The Census Geocoding Services API documentation PDF is found here - http://geocoding.geo.census.gov/geocoder/Geocoding_Services_API.pdf
Let's now build an address and obtain the Census geographies that correspond with that address
In [2]:
# Build the request
requestBase = "http://geocoding.geo.census.gov/geocoder/geographies/address"
params = {
'street':'5600 Eagle Rock Ave',
'city':'Albuquerque',
'state':'NM',
'zip':'87113',
'benchmark':'Public_AR_Census2010', # Public Address Ranges - Census 2010 Benchmark
'format':'json',
'layers':'all',
'vintage':'Census2010_Census2010' # Census 2010 Vintage - Census 2010 Benchmark
}
# Some other addresses to try ...
# The Palace of the Governors in Santa Fe: 105 W Palace Ave, Santa Fe, NM 87501
params2 = {
'street':'105 W Palace Ave',
'city':'Santa Fe',
'state':'NM',
'zip':'87501',
'benchmark':'Public_AR_Census2010',
'format':'json',
'layers':'all',
'vintage':'Census2010_Census2010'
}
# The Transamerica Pyramid in San Francisco, CA: 600 Montgomery St, San Francisco, CA 94111
params3 = {
'street':'600 Montgomery St',
'city':'San Francisco',
'state':'CA',
'zip':'94111',
'benchmark':'Public_AR_Census2010',
'format':'json',
'layers':'all',
'vintage':'Census2010_Census2010'
}
# Submit the request to the US Census service
response = requests.get(requestBase,params3)
print(response.url)
print('')
print("The glossary for the attribute names for the output from the request can be found here - http://tigerweb.geo.census.gov/tigerwebmain/TIGERweb_attribute_glossary.html")
response.json()
Out[2]:
In [4]:
myFIPS = []
for item in response.json()['result']['addressMatches']:
for geography in item['geographies']['Census Blocks']:
block = geography['BLOCK']
blockGroup = geography['BLKGRP']
tract = geography['TRACT']
county = geography['COUNTY']
state = geography['STATE']
FIPScode = state+county+tract+blockGroup
print('Block: '+block)
print('Block Group: '+blockGroup)
print('Tract: '+tract)
print('County: '+county)
print('State: '+state)
print('FIPS Code: '+FIPScode)
myFIPS.append({'FIPScode':FIPScode,'state':state,'county':county,'tract':tract,'blockGroup':blockGroup,'block':block})
print(myFIPS)
In [5]:
#2010 Decennial Census
requestBase = "http://api.census.gov/data/2010/sf1"
params = {
'key':myKey,
'get':'H0030002,H0030003,H0040002,H0040003,H0040004', # Occupied,Vacant,Owned-with mortgage, Owned-free and clear, renter
'for':'county:'+county,
'in':'state:'+state
}
# Submit the request to the US Census service
response = requests.get(requestBase,params)
print(response.url)
print
print('The variable names are defined here - http://api.census.gov/data/2010/sf1/variables.html')
print
print(response.json())
print
d2010occupied = float(response.json()[1][0])

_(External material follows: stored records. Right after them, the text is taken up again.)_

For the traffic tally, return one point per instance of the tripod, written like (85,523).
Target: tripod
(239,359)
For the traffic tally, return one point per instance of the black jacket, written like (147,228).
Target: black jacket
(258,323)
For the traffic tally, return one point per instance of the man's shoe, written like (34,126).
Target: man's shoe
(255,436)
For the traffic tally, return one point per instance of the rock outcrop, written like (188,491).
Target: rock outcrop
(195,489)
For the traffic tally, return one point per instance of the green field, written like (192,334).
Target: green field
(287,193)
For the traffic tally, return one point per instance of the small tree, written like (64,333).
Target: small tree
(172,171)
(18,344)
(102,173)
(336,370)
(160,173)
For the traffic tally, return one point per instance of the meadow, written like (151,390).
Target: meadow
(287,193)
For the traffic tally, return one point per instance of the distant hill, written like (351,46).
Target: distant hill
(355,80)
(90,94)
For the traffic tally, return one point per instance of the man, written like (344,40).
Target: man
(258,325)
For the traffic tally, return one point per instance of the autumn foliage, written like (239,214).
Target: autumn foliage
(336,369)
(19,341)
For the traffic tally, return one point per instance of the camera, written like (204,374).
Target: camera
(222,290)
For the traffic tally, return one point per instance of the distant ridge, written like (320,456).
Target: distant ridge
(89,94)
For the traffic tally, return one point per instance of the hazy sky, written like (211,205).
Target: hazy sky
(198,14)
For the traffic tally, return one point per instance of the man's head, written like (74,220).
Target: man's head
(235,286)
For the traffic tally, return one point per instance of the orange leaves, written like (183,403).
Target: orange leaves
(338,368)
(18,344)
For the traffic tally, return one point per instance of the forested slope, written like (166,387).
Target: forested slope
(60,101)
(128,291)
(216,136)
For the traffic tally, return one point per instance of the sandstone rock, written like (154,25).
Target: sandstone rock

d2010vacant = float(response.json()[1][1])
d2010ownerOccupied = float(response.json()[1][2])+float(response.json()[1][3])
d2010renterOccupied = float(response.json()[1][4])
print("2010 Occupied: "+str(d2010occupied))
print("2010 Vacant: "+str(d2010vacant))
d2010occupancyRatio = d2010occupied/(d2010vacant+d2010occupied)
d2010ownerOccupancyRatio = d2010ownerOccupied/(d2010renterOccupied+d2010ownerOccupied)
print("2010 Occupancy ratio: "+str(d2010occupancyRatio))
print("2010 Owner Occupancy ratio: "+str(d2010ownerOccupancyRatio))
dResults = np.array([int('2010'),d2010occupied,d2010vacant,d2010occupancyRatio,d2010ownerOccupancyRatio])
print
print(dResults)
In [216]:
#2000 Decennial Census
requestBase = "http://api.census.gov/data/2000/sf1"
params = {
'key':myKey,
'get':'H003002,H003003,H004002,H004003', # Occupied,Vacant,Owner occupied,Renter Occupied
'for':'county:'+county,
'in':'state:'+state
}
# Submit the request to the US Census service
response = requests.get(requestBase,params)
print(response.url)
print
print "The variable names are defined here - http://api.census.gov/data/2000/sf1/variables.html"
print('')
print(response.json())
print
d2000occupied = float(response.json()[1][0])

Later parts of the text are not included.